I left my family and friends. A new love. What I thought I was a new beginning. I just left it. I had never been so sad or so confused or so broken in my life. Who cries on the way to the beach? This bitch!!
We arrived the day before my 32nd birthday. The kid was excited to see her daddy. Her daddy was excited to see both of us. I wasn’t sure what I felt. A safe place to land, maybe.
I had been to Ocean Beach before. I always thought it was a little too rough around the edges. I cringed every time a plane flew overhead. I don’t like being in airplanes, I don’t like airplanes directly above me, I just don’t like airplanes much at all. I sure do love the beach though. And I was being offered a deal I couldn’t refuse, whether I should or not.

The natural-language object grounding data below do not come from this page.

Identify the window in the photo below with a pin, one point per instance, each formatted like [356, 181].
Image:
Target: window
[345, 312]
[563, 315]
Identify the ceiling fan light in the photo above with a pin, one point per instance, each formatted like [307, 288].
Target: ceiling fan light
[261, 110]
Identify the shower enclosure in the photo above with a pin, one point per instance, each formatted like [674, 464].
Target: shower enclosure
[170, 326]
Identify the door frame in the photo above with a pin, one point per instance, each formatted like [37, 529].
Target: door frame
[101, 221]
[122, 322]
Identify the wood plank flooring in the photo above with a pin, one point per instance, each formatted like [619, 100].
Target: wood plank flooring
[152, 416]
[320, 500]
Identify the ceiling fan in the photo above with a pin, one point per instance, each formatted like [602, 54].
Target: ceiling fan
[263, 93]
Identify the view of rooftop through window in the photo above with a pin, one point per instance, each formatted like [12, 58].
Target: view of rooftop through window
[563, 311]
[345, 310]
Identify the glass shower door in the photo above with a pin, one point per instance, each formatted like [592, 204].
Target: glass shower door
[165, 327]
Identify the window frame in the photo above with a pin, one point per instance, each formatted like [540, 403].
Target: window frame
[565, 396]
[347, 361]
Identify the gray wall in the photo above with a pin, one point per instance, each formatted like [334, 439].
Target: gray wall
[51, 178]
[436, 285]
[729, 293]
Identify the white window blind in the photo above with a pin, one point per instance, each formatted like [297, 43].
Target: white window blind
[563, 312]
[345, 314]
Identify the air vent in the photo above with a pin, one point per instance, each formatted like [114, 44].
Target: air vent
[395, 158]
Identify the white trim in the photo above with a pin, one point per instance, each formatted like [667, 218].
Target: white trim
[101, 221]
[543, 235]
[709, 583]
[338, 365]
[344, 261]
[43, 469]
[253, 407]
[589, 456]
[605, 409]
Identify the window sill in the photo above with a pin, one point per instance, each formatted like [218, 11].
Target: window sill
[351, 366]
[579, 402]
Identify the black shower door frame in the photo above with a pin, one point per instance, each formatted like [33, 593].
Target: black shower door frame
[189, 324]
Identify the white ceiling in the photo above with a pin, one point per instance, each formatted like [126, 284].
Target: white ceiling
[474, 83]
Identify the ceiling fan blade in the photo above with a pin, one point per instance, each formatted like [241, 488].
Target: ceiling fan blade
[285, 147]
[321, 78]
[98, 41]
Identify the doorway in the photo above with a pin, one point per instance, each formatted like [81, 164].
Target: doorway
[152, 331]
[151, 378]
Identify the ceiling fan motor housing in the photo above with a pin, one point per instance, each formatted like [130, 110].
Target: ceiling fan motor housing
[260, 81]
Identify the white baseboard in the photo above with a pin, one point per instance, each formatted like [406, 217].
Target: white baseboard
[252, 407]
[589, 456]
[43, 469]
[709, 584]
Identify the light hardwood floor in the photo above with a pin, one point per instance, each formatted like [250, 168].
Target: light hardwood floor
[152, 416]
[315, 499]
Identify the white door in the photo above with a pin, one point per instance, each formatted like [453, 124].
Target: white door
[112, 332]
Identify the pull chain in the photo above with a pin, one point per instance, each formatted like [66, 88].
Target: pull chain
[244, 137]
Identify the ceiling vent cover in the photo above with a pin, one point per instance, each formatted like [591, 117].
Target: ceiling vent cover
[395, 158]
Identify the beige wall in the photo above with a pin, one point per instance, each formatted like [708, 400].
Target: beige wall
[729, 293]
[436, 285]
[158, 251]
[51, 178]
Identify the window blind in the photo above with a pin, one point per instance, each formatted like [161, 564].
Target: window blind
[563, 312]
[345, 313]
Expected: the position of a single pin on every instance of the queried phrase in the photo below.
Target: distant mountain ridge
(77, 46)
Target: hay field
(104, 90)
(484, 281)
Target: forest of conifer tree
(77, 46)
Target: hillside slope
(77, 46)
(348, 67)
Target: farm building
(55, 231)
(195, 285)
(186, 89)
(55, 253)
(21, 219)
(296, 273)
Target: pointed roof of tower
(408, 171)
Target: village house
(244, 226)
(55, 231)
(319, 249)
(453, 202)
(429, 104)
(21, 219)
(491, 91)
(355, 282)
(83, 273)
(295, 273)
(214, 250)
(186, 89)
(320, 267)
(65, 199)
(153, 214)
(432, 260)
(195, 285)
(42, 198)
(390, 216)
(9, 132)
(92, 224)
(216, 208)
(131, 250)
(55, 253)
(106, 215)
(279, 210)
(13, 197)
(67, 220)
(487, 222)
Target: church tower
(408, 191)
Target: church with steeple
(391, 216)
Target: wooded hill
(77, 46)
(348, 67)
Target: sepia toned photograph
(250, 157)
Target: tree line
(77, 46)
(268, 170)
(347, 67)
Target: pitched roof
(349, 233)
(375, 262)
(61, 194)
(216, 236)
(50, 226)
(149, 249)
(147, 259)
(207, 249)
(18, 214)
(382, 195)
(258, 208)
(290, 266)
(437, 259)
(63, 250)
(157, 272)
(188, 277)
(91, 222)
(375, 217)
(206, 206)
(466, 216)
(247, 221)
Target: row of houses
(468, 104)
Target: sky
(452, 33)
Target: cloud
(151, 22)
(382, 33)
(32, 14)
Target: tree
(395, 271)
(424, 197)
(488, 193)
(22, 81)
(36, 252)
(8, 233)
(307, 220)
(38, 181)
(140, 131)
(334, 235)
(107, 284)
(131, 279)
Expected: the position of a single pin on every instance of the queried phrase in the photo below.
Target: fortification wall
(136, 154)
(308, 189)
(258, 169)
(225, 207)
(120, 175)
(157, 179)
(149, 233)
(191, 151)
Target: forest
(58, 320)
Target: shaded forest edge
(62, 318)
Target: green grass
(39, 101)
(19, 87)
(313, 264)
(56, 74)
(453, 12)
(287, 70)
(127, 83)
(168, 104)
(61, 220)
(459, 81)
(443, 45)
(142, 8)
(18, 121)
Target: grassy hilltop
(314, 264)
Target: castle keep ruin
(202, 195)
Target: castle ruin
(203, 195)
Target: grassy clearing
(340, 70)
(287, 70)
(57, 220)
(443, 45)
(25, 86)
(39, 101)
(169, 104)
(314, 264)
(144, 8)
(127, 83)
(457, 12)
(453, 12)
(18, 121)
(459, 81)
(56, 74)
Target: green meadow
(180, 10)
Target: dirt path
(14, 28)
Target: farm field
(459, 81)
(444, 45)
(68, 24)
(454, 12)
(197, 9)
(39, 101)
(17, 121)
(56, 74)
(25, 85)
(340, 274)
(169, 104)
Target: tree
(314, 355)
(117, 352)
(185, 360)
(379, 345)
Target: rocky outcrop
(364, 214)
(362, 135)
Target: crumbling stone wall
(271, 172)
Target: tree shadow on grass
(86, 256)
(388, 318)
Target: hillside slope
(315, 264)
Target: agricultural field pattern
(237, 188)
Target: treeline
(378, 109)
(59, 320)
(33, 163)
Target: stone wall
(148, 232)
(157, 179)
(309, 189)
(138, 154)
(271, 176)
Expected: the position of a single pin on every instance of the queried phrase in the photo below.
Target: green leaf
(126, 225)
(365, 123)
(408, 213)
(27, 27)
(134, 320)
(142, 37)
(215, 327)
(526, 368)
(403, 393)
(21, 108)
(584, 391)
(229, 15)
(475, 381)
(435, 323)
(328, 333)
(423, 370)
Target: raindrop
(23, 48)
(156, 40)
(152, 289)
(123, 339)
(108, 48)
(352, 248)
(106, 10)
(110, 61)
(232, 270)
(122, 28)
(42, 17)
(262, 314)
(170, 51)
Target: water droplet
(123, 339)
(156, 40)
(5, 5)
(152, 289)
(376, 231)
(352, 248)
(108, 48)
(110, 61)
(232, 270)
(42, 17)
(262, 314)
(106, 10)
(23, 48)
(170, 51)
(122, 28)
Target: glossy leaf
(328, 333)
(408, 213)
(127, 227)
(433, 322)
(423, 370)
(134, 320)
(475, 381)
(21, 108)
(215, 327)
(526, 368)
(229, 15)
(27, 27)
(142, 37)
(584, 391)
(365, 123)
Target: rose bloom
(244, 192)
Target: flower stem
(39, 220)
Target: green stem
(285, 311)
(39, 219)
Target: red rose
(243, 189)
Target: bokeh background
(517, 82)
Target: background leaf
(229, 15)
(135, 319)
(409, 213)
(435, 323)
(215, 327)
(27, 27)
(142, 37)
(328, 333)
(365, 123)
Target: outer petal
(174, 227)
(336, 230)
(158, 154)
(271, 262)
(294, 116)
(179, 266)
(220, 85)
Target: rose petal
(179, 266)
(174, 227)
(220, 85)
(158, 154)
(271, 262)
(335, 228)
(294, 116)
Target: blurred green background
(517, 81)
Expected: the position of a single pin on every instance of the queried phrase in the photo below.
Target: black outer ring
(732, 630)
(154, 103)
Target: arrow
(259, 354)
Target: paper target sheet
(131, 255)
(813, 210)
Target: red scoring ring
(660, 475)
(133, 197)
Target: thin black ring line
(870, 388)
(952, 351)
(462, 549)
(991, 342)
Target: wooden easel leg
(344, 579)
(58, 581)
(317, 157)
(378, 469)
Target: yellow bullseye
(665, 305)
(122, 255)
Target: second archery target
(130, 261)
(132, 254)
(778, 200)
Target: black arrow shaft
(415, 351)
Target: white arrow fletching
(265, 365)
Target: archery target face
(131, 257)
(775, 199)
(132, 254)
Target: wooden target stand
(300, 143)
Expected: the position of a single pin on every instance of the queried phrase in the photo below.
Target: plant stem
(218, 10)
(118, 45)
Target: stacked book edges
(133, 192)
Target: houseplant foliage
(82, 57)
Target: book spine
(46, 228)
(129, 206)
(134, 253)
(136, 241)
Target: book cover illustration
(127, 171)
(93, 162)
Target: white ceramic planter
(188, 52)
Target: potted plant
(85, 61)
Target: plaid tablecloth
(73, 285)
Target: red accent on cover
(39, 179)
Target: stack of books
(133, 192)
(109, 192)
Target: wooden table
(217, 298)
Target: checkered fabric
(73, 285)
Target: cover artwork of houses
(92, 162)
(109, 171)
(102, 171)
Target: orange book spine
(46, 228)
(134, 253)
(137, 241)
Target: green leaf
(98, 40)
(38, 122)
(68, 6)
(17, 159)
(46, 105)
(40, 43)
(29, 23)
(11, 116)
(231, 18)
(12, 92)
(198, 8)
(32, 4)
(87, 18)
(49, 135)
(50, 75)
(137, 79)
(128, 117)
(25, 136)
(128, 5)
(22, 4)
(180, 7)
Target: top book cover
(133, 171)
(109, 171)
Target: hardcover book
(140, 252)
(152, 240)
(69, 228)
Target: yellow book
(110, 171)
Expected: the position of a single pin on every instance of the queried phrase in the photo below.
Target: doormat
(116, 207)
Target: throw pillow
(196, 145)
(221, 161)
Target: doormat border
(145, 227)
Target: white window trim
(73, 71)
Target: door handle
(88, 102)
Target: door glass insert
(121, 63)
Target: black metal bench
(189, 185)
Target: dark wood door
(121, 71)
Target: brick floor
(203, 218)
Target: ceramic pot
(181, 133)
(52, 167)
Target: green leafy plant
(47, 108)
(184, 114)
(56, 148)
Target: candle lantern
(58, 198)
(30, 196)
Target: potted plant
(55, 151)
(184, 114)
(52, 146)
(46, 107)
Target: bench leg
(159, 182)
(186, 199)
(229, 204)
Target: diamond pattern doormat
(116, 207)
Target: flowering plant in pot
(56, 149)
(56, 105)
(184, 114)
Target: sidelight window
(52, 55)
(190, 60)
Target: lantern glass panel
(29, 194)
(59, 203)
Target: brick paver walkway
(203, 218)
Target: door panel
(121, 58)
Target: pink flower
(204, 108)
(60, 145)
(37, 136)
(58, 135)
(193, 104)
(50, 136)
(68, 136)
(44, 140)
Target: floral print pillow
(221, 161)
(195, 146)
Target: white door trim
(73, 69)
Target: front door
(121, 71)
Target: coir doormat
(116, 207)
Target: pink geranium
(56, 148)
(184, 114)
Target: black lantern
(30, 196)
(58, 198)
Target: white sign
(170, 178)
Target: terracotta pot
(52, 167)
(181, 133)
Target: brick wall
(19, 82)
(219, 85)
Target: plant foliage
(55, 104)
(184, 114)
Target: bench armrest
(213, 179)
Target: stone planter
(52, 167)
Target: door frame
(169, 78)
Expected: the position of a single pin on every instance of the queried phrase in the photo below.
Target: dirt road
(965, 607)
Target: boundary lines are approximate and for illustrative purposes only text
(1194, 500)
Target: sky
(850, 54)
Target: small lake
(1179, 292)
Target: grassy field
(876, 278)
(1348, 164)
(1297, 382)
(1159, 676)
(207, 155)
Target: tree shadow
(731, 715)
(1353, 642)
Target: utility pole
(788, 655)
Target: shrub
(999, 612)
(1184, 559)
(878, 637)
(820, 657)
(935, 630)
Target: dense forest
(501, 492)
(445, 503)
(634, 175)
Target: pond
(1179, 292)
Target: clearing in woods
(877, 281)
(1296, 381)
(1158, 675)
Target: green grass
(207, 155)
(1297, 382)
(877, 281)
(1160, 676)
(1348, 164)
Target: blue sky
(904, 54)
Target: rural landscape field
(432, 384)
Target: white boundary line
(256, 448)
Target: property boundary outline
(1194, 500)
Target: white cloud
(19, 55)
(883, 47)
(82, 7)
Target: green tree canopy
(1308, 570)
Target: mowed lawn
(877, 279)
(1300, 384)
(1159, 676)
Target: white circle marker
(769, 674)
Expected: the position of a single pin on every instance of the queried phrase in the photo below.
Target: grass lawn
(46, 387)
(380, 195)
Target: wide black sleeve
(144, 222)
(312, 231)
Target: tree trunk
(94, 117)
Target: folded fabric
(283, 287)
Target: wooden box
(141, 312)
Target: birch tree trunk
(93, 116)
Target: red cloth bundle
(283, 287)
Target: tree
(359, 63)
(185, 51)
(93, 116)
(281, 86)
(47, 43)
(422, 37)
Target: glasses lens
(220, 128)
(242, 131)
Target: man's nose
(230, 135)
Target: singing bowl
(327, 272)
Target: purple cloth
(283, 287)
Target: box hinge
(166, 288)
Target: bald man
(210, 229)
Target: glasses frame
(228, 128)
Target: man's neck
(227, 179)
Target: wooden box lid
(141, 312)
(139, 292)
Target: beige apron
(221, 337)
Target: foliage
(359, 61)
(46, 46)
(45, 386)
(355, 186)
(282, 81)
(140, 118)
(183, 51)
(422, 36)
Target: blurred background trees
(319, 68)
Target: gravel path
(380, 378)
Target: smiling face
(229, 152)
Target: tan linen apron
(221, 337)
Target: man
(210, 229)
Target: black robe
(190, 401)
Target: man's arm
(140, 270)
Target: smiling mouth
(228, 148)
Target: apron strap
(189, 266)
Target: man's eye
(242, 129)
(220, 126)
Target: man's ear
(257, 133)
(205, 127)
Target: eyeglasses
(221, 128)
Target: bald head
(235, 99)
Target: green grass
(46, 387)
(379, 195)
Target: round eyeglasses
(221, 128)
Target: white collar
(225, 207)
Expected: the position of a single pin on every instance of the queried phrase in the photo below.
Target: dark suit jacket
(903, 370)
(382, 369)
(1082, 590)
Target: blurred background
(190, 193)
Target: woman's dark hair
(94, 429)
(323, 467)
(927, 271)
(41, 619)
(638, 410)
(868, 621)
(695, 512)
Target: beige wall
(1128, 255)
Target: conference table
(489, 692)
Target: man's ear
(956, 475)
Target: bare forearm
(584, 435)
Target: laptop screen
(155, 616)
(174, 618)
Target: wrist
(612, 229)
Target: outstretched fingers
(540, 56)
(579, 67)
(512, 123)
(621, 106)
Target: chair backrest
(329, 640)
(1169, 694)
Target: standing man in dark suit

My husband and I were separated and had been, physically, for about 6 months. Emotionally, it had been more like 3 years. We met when I was 17, we weathered so many storms, made so many mistakes. We were both tired and checked out. We took turns not giving a fuck. He stopped giving a fuck long before I did, but when I got there, I won the gold. I gave zero fucks. I did whatever I wanted. Whenever I wanted. After so many years of trying to make someone else happy, I decided I was going to make myself happy. Of course that’s not what I ending up doing. I behaved recklessly, fell back into old bad habits and numbed the pain of my failing marriage. And 6 months after he had moved into his own apartment, I found myself driving over a thousand miles to move into a new one with him and our beautiful girl…2 dogs and 2 cats…2 blocks from the beach.